2. Porterhouse steak

The porterhouse combines two of the more heavenly steaks on our list: the filet mignon and the strip steak. It deserves a place of its own, however, since its heft qualifies it as a family-sized cut. If you've ever been confused between the T-bone and porterhouse (they admittedly look quite the same), The Spruce Eats notes that the porterhouse is thicker and has more tenderloin attached to the cut than a T-bone steak.

Cut from the short loin, a porterhouse has plenty of fat marbling and is always sold bone-in. This cut doesn't really need to marinate because it is already excellently tender.

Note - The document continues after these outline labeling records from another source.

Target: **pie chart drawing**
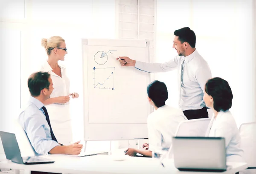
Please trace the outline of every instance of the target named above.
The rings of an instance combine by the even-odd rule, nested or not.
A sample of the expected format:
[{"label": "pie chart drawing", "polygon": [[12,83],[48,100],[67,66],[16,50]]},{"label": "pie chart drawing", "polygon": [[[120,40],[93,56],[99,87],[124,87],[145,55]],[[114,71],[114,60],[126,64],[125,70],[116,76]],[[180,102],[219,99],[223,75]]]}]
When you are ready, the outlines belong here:
[{"label": "pie chart drawing", "polygon": [[94,61],[99,65],[104,65],[108,61],[108,55],[105,52],[98,51],[94,55]]}]

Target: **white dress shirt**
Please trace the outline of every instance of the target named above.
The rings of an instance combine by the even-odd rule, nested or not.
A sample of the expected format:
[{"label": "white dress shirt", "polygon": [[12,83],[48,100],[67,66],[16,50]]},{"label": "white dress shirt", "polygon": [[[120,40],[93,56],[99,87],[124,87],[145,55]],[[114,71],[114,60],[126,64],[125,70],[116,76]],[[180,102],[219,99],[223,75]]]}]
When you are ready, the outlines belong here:
[{"label": "white dress shirt", "polygon": [[22,110],[18,118],[37,155],[47,154],[54,147],[60,146],[52,139],[50,126],[41,109],[43,106],[38,100],[30,96],[28,106]]},{"label": "white dress shirt", "polygon": [[[184,59],[181,82],[181,65]],[[212,73],[207,62],[196,50],[187,56],[177,56],[163,63],[136,61],[135,67],[149,73],[167,72],[177,68],[178,91],[180,93],[180,108],[186,110],[199,109],[205,107],[203,99],[204,90],[206,81],[212,78]]]},{"label": "white dress shirt", "polygon": [[154,151],[160,148],[169,148],[178,125],[186,120],[180,109],[166,105],[150,114],[147,121],[148,149]]},{"label": "white dress shirt", "polygon": [[245,162],[239,131],[229,110],[219,112],[216,118],[212,116],[206,136],[225,138],[227,162]]},{"label": "white dress shirt", "polygon": [[[41,70],[48,72],[51,75],[53,84],[53,90],[50,98],[69,95],[70,80],[67,75],[65,67],[58,62],[61,67],[61,77],[52,71],[52,68],[47,61],[41,67]],[[72,97],[70,98],[72,98]],[[53,104],[46,106],[52,131],[58,141],[68,145],[73,141],[73,136],[70,114],[70,102],[64,104]]]},{"label": "white dress shirt", "polygon": [[[47,61],[45,61],[41,68],[42,70],[47,72],[51,75],[51,78],[52,80],[54,89],[50,96],[51,98],[69,95],[70,94],[70,81],[67,76],[66,67],[58,63],[58,65],[61,67],[61,77],[52,71],[52,68]],[[61,104],[69,104],[69,102]]]}]

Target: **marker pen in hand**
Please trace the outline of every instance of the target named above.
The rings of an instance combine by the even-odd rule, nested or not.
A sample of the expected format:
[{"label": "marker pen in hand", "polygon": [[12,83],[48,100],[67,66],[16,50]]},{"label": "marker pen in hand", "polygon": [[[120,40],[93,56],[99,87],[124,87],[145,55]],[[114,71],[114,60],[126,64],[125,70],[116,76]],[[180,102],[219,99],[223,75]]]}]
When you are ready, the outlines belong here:
[{"label": "marker pen in hand", "polygon": [[116,55],[115,55],[115,54],[114,54],[113,52],[110,51],[109,53],[110,53],[114,57],[115,57],[115,58],[119,59],[120,60],[125,60],[124,59],[120,59],[119,58],[119,56],[117,56]]}]

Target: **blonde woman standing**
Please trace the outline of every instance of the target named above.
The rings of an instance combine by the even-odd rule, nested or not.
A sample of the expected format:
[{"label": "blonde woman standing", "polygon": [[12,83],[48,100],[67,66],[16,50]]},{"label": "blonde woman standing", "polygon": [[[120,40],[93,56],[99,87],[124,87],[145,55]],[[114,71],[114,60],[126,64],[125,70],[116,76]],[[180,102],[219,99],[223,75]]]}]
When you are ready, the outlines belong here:
[{"label": "blonde woman standing", "polygon": [[68,145],[73,141],[71,119],[70,112],[70,97],[78,98],[79,95],[70,92],[70,82],[65,67],[58,61],[64,61],[67,54],[65,40],[59,36],[42,39],[41,44],[45,49],[48,59],[41,70],[48,72],[53,84],[53,90],[46,106],[52,127],[58,141]]}]

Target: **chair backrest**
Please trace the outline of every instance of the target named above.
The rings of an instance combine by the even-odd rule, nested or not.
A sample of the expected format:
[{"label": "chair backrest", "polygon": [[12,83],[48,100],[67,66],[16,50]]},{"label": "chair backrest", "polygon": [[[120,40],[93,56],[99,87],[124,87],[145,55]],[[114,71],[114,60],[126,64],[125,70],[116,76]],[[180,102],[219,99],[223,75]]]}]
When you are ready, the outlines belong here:
[{"label": "chair backrest", "polygon": [[244,123],[239,131],[241,147],[248,167],[256,167],[256,122]]},{"label": "chair backrest", "polygon": [[210,118],[185,120],[180,123],[175,136],[204,137]]},{"label": "chair backrest", "polygon": [[35,156],[35,152],[32,148],[30,142],[25,131],[18,123],[17,120],[14,120],[13,122],[15,125],[15,134],[20,150],[21,156],[23,157]]}]

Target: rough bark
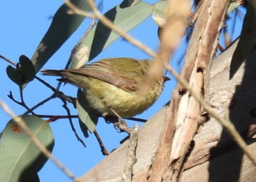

A very light rub with olive oil and a sprinkling of salt and pepper is all that's needed. However, garlic, fresh herbs, and a pat of butter for finishing can certainly elevate the porterhouse to next-level deliciousness.

The Kitchn notes that a two-zone grilling method is best so the filet side doesn't overcook while the strip side finishes. Remember to keep your eye on the grill, too. Porterhouse can reach the ideal medium-rare doneness at just three minutes per side with a 10-minute rest, according to MasterClass. Adjust the timing according to the thickness of your steak and the level of doneness desired. If you want to serve the steak traditionally, thinly slice against the grain and arrange the slices next to the bone for extra visual appeal. 

1. Ribeye steak

Ribeyes are exquisite steaks that are frankly well worth the price tag. Cut from the rib near the backbone, these steaks are well-marbled throughout. This makes the cut's flavor outstanding and ensures rich, juicy meat that's simple to prepare. Their size makes them ideal for a group, and since they're sold bone-in and boneless, they suit any recipe. What more could you want when it comes to grilling meat?

All the marbling present in a ribeye means that marinades aren't necessary. With that in mind, Taste of Home recommends a bit of salt and pepper sprinkled onto the cut before it hits the grill, with just a few minutes per side. Ribeyes are so flavorful that the taste of the meat really is enough on its own. Though some people prepare ribeyes in a skillet, grilling triggers what's known as the Maillard reaction, a breakdown of proteins and reactions between sugars and amino acids that form that much-desired and utterly delicious crust on a well-cooked steak.

If you're looking for a first-rate steak to grill this season, the ribeye will make your tastebuds sing. Even better, the ease of preparation will allow a celebration-worthy dinner on any night of the week.